The socket you need for the crank is 30mm. If you don't have one or don't want to buy one, you can remove the window behind the oil pan into the bell housing and see if the flex plate will turn via prying with a screwdriver. Just don't go bananas on it and bend the flex plate.
 
If any belt driven accesories-AC-Alt-etc-or even ps-It will act locked up-starter can't turn it-you probably can't either but you will see the belt stretching. This is often overlooked when a motor can't turn over. Don't forget to pull plugs to see if hydrolocked from coolant.
 
Ok, thanks again for all the advice, the motor is not a diesel, it is a 1FZFE. I did not get time to do anything with it last night. I am hoping to get to it tonight. I will report my findings.
 
Alright, I have finally got to work on my rig a little. I pulled all belts and the put a charger on the battery overnight. I am getting the same "clunk", so I think I have a worse case scenario on my hands. I am pulling the fan so I can get a 30mm on the crank bolt. I am going to also pull all the plugs and see WTF is going on. BTW what should a good battery that is fully charged read on a Fluke multi meter? I am still hanging on to a tiny chance that it is not the motor.
 
How old is your starter? It might just be as simple as a failing starter.
 
Alright, I have finally got to work on my rig a little. I pulled all belts and the put a charger on the battery overnight. I am getting the same "clunk", so I think I have a worse case scenario on my hands. I am pulling the fan so I can get a 30mm on the crank bolt. I am going to also pull all the plugs and see WTF is going on. BTW what should a good battery that is fully charged read on a Fluke multi meter? I am still hanging on to a tiny chance that it is not the motor.

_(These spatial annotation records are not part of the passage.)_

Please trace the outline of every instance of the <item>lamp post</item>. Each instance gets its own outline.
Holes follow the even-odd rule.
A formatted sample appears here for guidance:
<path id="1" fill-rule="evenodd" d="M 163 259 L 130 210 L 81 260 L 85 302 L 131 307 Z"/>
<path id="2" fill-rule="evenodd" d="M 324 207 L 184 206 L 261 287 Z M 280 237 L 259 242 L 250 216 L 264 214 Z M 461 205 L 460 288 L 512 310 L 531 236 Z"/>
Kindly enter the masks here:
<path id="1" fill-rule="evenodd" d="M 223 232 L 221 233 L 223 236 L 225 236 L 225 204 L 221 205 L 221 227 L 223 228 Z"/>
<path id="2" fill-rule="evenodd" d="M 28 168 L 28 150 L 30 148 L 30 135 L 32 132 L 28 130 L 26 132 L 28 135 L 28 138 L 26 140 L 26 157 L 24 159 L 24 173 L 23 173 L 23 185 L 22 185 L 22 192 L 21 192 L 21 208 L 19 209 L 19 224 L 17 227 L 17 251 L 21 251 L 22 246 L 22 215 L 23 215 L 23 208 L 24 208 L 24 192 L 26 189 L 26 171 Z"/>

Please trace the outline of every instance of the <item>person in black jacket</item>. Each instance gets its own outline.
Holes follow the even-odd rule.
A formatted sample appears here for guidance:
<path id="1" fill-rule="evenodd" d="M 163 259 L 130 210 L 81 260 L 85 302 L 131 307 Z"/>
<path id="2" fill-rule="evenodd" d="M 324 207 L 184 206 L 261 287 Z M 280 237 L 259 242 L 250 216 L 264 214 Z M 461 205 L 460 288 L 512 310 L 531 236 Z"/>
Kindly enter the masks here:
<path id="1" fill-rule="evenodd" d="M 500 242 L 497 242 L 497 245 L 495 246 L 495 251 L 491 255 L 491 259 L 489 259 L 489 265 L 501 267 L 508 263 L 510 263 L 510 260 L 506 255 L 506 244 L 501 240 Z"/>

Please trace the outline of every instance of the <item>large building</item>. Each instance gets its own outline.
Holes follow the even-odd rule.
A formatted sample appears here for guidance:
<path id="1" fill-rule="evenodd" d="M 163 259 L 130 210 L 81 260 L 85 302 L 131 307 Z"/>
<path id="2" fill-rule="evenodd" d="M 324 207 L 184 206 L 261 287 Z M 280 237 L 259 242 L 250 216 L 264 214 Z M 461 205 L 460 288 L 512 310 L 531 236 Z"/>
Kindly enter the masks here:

If you pull the windage pan from below the engine, it is pretty easy to get the socket onto the crank nut. Much easier than pulling the fan.
 
12.5 or more volts. The battery can still be bad and read that voltage though unlikely. Test it with your headlights on and should still get more than 12
Not if the alternator isn't running. Voltage will go down with any load on a non-charging battery.
Fully charged battery is 12.6-12.7VDC

If you pull the plugs, the engine can rotate by hand. Reach down and turn the crank pulley or any belt driven accessory. Remove the belly pan and you can get to the crank easily.
 
So, I need to pull the plugs before I try to rotate the crank bolt?
 
Rotate that crank bolt with a 30mm socket clockwise. I was doing the front crank seal in this pic so the fan is removed.
IMG_3375.JPG
 
I pulled the plugs, and radiator, fan shroud and was able to turn the crank bolt without a ton of force, then it would become a lot tougher, then it would ease. Is this sound like something may be wrong or is that typical? I marked the pulley and i haven't done a full revolution, not sure how much I should keep turning. Thanks again for all the replies.
 
Make sure you are rotating the engine forward.
With all the plugs out, it should turn fairly evenly, but you might feel certain spots that seem a bit tighter.
Something sure doesn't sound right though. Did you remove the belts for AC and Alternator?
Every 120 degrees of crankshaft rotation brings pistons to TDC. 1&6 hit TDC at the same time, as do 2&5, and 3&4.